I want to invite you to work on your posture this week. I know I need to. I stand up straight but as soon as I get sitting down I just slump over. Probably has something to do with the perpetual inexplicable tiredness associated with missionary work (I get a healthy amount of sleep, I don't know what the deal is). Anyway, I promise that as you try to sit and stand up straight you will feel more confident and feel more energy to do the things you need/want to do. You'll also spare yourself unnecessary back pain.

Also re-read The Priesthood and Personal Prayer from april conference and will probably go re-re-read it again. It's quality. I recommend it.

I love you, you are great, have a great old Russian new year.

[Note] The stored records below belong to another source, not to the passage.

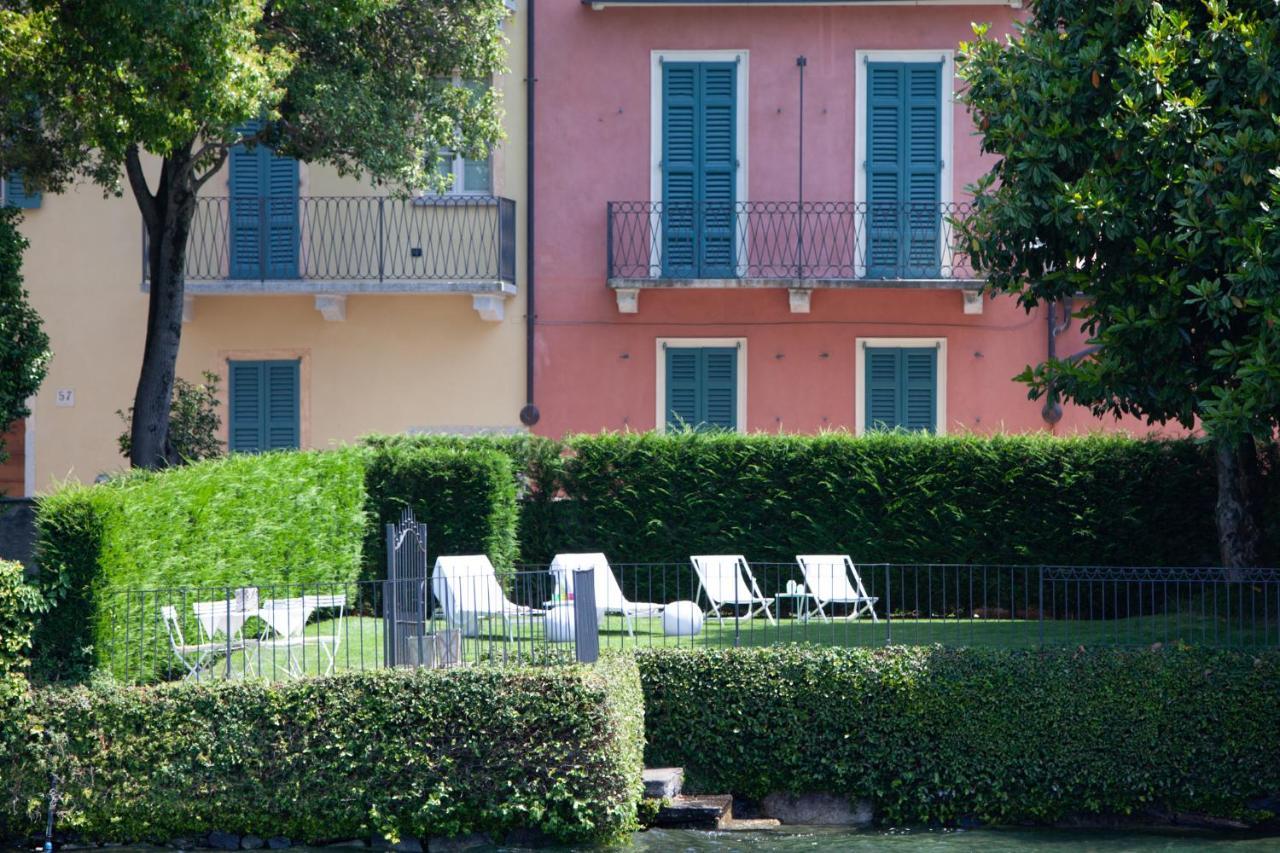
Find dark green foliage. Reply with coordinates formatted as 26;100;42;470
0;207;50;479
36;450;366;679
115;370;223;462
365;442;518;579
637;647;1280;825
501;433;1216;565
0;656;644;844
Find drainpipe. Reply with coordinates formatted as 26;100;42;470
520;0;541;427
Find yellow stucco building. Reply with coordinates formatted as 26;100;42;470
0;10;527;497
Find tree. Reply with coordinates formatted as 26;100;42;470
115;370;223;464
0;0;506;467
0;207;49;479
957;0;1280;566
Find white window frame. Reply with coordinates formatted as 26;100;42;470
654;338;746;433
649;50;751;278
854;338;947;435
854;47;956;278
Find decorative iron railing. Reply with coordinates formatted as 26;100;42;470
142;196;516;283
608;201;974;282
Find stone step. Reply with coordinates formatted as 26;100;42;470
655;794;733;830
644;767;685;799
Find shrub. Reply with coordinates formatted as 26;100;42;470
36;450;365;679
637;647;1280;824
0;657;644;844
365;441;518;578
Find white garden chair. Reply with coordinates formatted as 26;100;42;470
550;553;663;637
690;555;777;625
431;553;543;640
796;553;879;622
160;605;244;680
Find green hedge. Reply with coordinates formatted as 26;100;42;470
365;441;518;579
0;656;644;844
637;647;1280;825
35;450;366;680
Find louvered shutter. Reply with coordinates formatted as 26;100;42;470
863;347;900;430
666;347;703;429
4;172;44;210
904;64;942;278
899;347;938;433
227;361;265;453
700;347;737;429
662;63;699;278
264;361;300;450
867;63;942;278
699;63;737;278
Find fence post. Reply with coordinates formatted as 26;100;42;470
573;569;600;663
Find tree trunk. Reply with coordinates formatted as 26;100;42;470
1216;437;1262;569
129;147;196;469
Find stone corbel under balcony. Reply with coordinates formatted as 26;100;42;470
608;278;984;314
163;279;516;323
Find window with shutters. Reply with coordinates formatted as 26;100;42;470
858;338;946;433
658;339;745;430
228;123;300;279
653;51;748;278
856;51;951;278
227;359;301;453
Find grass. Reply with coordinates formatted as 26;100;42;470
183;604;1280;679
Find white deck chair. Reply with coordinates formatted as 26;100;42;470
690;555;777;625
550;553;663;637
796;553;879;622
160;605;244;680
431;553;543;640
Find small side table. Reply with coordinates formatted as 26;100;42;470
773;592;818;622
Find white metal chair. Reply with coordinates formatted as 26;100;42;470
690;555;777;625
550;553;663;637
431;553;543;640
796;553;879;622
160;605;244;680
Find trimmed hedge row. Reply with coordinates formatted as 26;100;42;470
636;647;1280;825
367;432;1239;565
0;656;644;844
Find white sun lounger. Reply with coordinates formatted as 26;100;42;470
690;555;777;625
431;553;543;640
550;553;663;637
796;553;879;622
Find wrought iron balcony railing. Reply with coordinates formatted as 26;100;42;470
142;196;516;286
608;201;974;284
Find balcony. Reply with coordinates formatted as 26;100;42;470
608;201;982;314
142;196;516;320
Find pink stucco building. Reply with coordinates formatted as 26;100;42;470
532;0;1141;435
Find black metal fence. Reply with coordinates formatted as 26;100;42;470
142;196;516;283
607;201;974;282
99;558;1280;681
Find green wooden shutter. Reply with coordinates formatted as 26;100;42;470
867;63;942;278
863;347;900;430
664;347;703;429
662;63;739;278
698;63;737;278
863;347;938;433
228;122;300;278
227;361;266;453
700;347;737;429
4;172;42;210
902;63;942;278
662;63;700;278
264;360;301;450
228;360;301;453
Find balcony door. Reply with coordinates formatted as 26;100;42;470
660;61;739;278
865;61;943;278
228;123;300;279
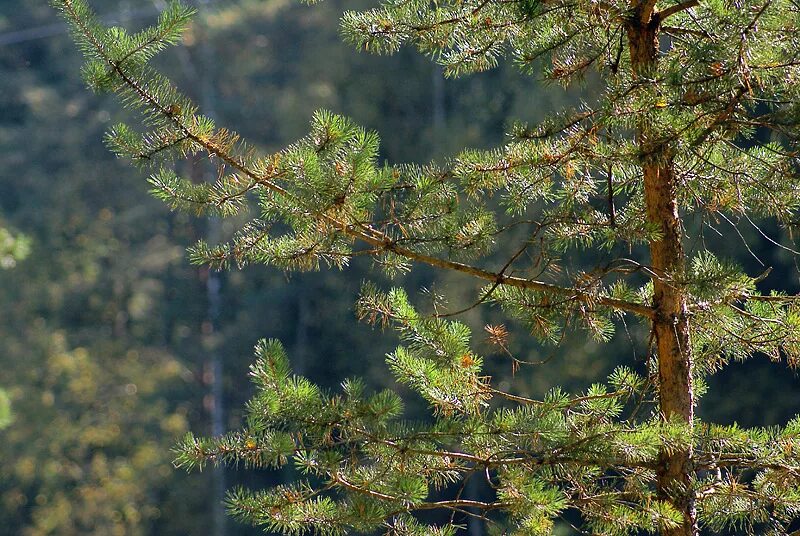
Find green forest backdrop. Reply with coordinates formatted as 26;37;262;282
0;0;800;535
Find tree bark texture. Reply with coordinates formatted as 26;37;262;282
627;8;699;536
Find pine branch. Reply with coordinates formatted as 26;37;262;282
57;0;654;318
658;0;700;21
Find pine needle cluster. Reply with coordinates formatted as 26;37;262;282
53;0;800;536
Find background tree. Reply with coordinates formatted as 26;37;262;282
50;1;798;534
0;0;568;536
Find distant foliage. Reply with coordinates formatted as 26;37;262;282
54;0;800;536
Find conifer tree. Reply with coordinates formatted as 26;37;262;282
54;0;800;536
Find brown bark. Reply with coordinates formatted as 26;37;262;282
627;5;699;536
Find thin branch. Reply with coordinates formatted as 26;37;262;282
658;0;700;20
61;1;654;318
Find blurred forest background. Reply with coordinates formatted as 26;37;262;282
0;0;800;536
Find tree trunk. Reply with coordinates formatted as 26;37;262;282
627;8;699;536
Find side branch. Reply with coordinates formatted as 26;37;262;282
61;1;654;319
658;0;700;21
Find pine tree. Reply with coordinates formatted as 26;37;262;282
54;0;800;536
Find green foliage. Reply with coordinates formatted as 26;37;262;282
54;0;800;535
0;227;30;269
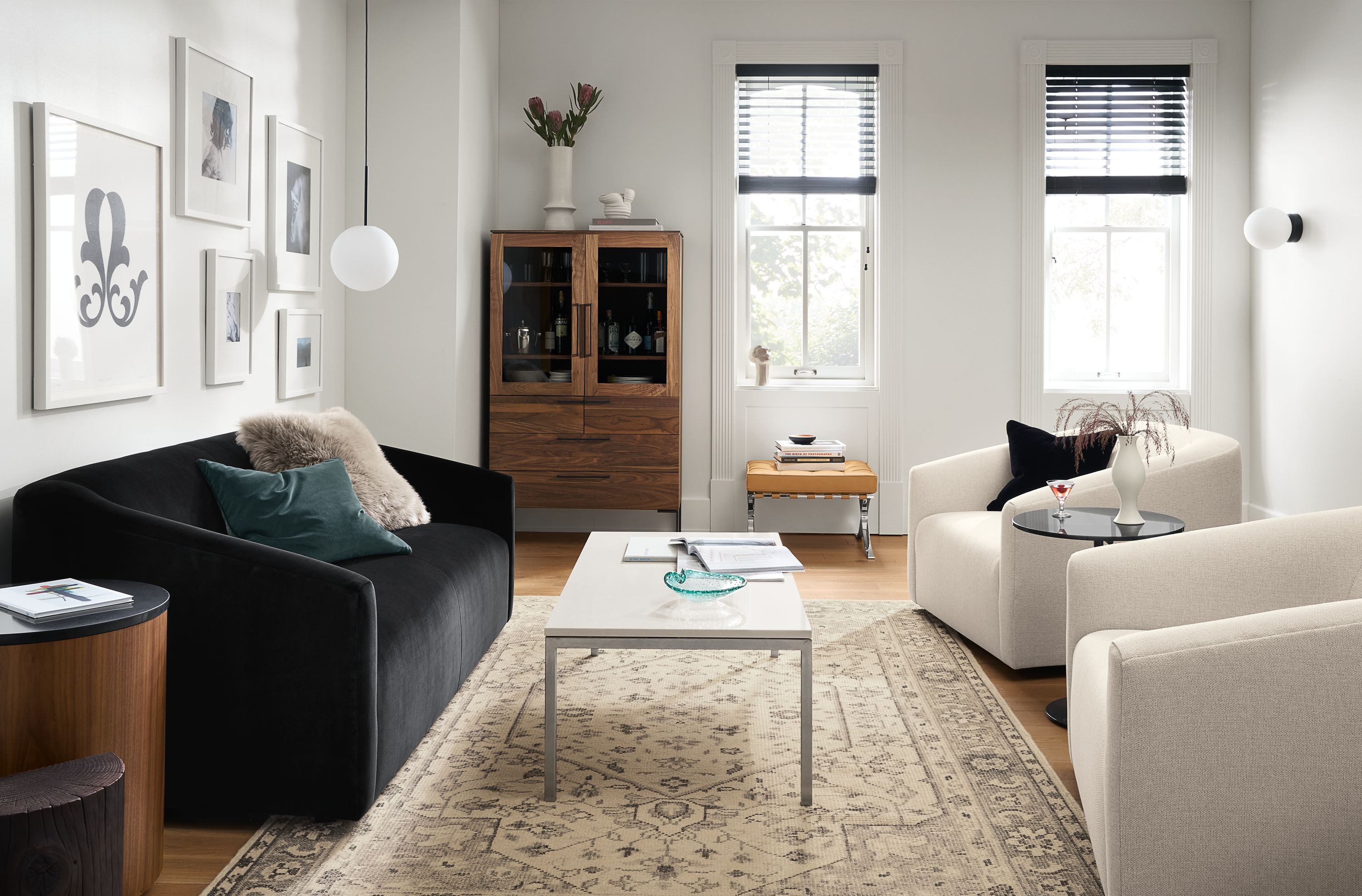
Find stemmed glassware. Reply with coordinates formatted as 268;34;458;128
1046;479;1073;520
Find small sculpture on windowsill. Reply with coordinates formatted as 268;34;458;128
748;346;771;385
597;189;633;218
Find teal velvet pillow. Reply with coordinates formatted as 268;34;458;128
199;458;411;562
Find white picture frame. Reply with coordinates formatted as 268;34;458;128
203;249;255;385
268;116;324;293
278;308;326;400
174;37;255;227
33;102;165;411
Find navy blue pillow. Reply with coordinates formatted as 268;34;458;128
199;458;411;562
985;419;1115;511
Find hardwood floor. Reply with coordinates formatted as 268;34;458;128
148;532;1077;896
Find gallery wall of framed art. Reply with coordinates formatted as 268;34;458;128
176;37;255;227
203;249;255;385
33;102;165;410
268;116;326;293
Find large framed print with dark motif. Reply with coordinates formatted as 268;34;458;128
33;102;165;410
176;37;255;227
268;116;321;293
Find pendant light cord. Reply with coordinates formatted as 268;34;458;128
364;0;369;227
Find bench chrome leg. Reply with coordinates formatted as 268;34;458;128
861;498;874;560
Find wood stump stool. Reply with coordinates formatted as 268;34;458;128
0;753;123;896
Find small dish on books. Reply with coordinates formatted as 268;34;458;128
662;569;748;603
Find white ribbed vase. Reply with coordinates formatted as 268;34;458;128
543;146;577;230
1111;436;1144;526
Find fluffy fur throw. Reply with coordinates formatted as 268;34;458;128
237;407;430;530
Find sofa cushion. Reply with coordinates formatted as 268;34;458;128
911;511;1002;654
336;523;511;787
1069;629;1139;881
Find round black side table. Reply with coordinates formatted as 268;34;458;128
0;579;170;896
1012;507;1186;729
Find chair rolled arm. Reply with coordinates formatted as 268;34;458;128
1065;508;1362;663
1094;596;1362;896
908;444;1012;595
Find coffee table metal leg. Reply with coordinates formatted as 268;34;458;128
799;640;813;806
543;639;558;802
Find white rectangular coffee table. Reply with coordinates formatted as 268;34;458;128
543;532;813;806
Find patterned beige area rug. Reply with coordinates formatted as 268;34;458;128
206;598;1102;896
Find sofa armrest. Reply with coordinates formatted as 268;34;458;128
14;479;377;818
380;445;515;618
1066;508;1362;670
1096;594;1362;895
908;444;1012;596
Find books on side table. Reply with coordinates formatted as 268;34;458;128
0;579;132;622
775;438;847;471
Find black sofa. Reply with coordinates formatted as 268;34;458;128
14;433;515;820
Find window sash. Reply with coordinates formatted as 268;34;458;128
738;196;874;383
1043;196;1186;391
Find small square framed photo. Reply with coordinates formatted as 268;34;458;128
176;37;255;227
203;249;255;385
33;102;165;410
268;116;323;293
279;308;323;400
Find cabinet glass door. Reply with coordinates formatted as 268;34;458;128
587;234;680;395
489;234;584;395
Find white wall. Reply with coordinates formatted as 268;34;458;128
0;0;346;581
346;0;497;463
497;0;1249;531
1249;0;1362;516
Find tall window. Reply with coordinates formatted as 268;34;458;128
737;65;878;380
1045;65;1189;388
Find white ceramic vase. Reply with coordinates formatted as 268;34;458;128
1111;436;1144;526
543;146;577;230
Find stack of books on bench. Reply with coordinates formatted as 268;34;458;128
775;438;847;470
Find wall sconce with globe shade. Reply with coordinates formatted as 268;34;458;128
1244;206;1305;249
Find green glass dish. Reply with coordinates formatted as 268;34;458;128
662;569;748;603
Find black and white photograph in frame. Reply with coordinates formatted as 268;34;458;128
176;37;255;227
203;249;255;385
267;116;323;293
33;102;165;410
279;308;324;400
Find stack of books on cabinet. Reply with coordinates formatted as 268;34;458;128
775;438;847;471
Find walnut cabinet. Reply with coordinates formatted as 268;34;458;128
488;230;681;512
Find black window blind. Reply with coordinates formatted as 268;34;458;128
1045;65;1190;195
737;65;880;195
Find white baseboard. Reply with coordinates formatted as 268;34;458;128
1244;501;1286;520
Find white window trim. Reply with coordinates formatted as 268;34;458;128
1020;38;1216;428
710;41;907;532
737;196;878;387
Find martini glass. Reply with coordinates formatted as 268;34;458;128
1046;479;1073;520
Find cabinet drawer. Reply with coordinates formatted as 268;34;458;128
584;398;681;436
509;470;681;511
488;433;680;470
488;395;582;434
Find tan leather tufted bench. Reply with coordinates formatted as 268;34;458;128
748;460;880;560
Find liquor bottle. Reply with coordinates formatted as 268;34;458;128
549;289;571;354
624;317;643;354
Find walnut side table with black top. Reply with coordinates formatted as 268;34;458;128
0;579;170;896
1012;507;1186;729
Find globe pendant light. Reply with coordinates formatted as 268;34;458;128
331;0;398;293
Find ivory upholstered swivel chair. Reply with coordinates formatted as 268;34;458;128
908;429;1244;669
1068;508;1362;896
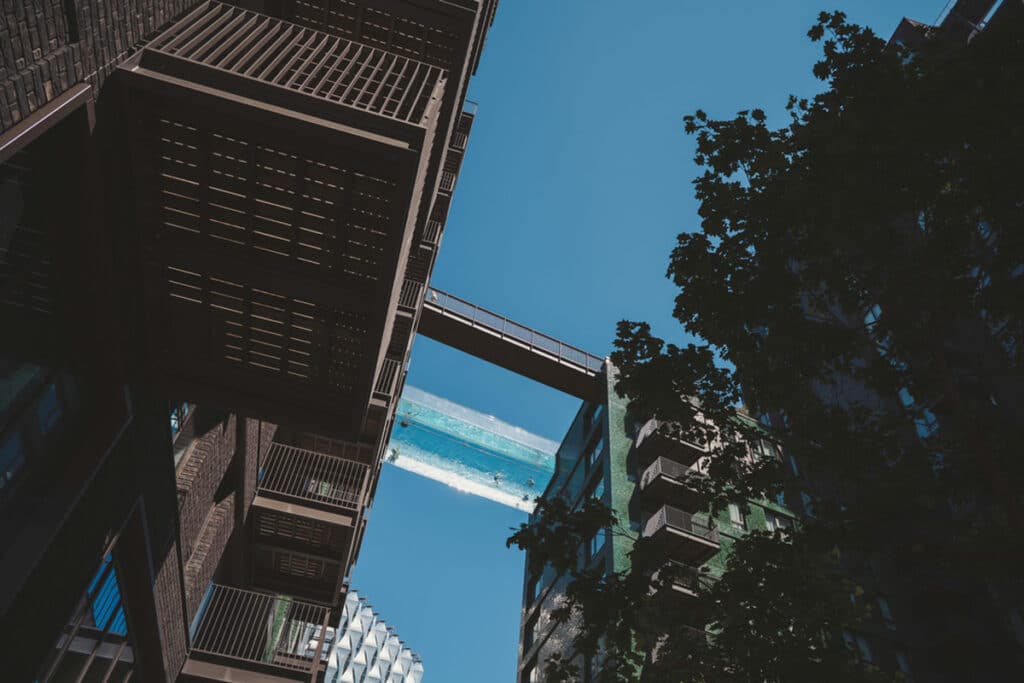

Be safe and don't think about the fact that it's already January.

Sister Nielsen

Saturday, January 9, 2016

Merry New Year

to me! I bought myself a fur shapka. We all knew it was coming. It is a little ridiculous, but I am after all in Russia. After a healthy dose of buyers remorse (which I knew was coming, I ended up buying it after wandering around the market for waay too much of dinner time and coming back to an acceptable one and asking them to knock it down 500 rubles) I have decided that I like it. And it will keep me warm. I'll send a picture if I figure out how, I'm on an unfamiliar computer today.

New Year is the big holiday here, so we were confined indoors for that night, and now lots of things are fully or partially shut down until next week. So I'm not writing from the usual place. On New Year's eve we only really declined to drink wine (I don't know if that investigator has really understood anything we taught) and did some cooking and cleaning, so- not the usual. I might have danced to an EFY song. That's about as crazy as it gets.

Before we went to bed I idly wondered if we would wake up at midnight. I shouldn't have asked. The city pretty well exploded. It sounded like the loudest bag of popcorn was in the microwave. These people love their fireworks. Also, every dog in Orenburg was barking. This went on for at least 45 minutes. When we hit the streets at 7 am the next morning there was no one to be seen, and still the occasional sound of a firework.

Yesterday we woke up to a foot or so of snow, and in our small sleepy city on the Sunday morning after New Year there's no shoveling, plowing, etc (also almost no buses). We waded and floundered through the snow (piled thigh-high by the wind in places) to church and were very nearly late. Fortunately, so were the few other people who turned up. I'm starting to understand why the inactivity rate in Russia is so high. We lose 'em all in the winter.

I don't know if Orenburg is actually in Siberia, but the winds are referred to as "siberian", and when the wind blows it feels like someone took a metal pan out of the freezer and placed it firmly on your face.

No one wants to meet right around New Year and when it gets cold outside people are pretty reluctant too. "Girls", they say "it is so cold and snowy! You should not go outside! So I'm going to have to cancel our meeting". I've tried explaining that we can either be in a meeting with them, or we can be out on the street, but no one really gets it. So sometimes we just show up to people without warning.

I've been studying about humility a lot. It's easy to forget about if we think we know what we are doing! It's kind of stupid to think we're smarter than God, though. You can't let people walk over you, but it's so important to listen to and seek correction. Like that conference talk...oh I forget who's. But we can let God mold us into much better than we can make ourselves.

Of course, the one week I actually take pictures is when I can't figure out how to upload them. Next time!

I love you all! Stay safe and happy!
Sister Nielsen

(Note: Rosa didn't give a lot of context for the first picture, but she said it's "kiddie champagne and glasses courtesy of their apartment", so I assume it's Sister Palmer on New Year's. And the second is of course her new shapka!